Search code examples
spss

Create a new dataset with one case for each value of a variable in the original dataset


I have a dataset where each case is a student and I have a variable for sex (SEX), as well as one for major (MAJOR). The variable for sex has 2 possible values (male and female), whereas the one for major has dozens (biology, mathematics, etc.).

I would like to use that dataset to create another dataset with one case for each major and 3 variables: MAJOR, MALE and FEMALE. The value of the variable MALE for each major should be the number of men enrolled in that major and the value of the variable FEMALE should be the number of women enrolled in it. The value of MAJOR should just be the label of the value of the variable MAJOR in the original dataset corresponding to that case.

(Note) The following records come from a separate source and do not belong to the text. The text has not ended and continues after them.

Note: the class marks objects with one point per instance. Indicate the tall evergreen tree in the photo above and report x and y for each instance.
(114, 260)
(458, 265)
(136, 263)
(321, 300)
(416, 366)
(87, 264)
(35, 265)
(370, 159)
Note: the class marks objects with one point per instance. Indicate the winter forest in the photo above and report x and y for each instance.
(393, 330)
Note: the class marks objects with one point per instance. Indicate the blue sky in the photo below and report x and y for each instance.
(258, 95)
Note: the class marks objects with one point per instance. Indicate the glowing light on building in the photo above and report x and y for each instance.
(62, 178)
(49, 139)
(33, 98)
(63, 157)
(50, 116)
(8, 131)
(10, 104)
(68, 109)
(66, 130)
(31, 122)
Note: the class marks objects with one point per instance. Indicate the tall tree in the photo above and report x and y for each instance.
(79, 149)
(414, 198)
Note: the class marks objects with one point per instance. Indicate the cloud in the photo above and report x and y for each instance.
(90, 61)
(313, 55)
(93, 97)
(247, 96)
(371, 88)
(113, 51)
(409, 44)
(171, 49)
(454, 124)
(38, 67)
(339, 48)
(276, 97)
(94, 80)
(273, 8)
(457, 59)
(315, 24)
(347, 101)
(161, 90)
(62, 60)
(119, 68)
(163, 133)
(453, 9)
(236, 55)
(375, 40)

Just so it's clear, when I look at the dataset I would like to create, there should be one line per major, with one column MAJOR that contains the label of each major, one for MALE that contains the number of men enrolled in each major and one column for FEMALE that contains the number of women enrolled in each major.

The dataset I have was created with SPSS and I have never used that program, so I have no idea how to do that, even though it's probably very easy. I would be very grateful for your help!

Best, Philippe


Solution

  • When your file is open, open a new syntax window, put the following code in it and run it:

    dataset name OrigFile.
    compute male=(SEX="MALE").
    compute female=(SEX="FEMALE").
    dataset declare NewFile.
    aggregate /outfile='NewFile' /break=major /male female=sum(male female).
    

    after running this you will have two open datasets - you original one and the new one you wanted to create.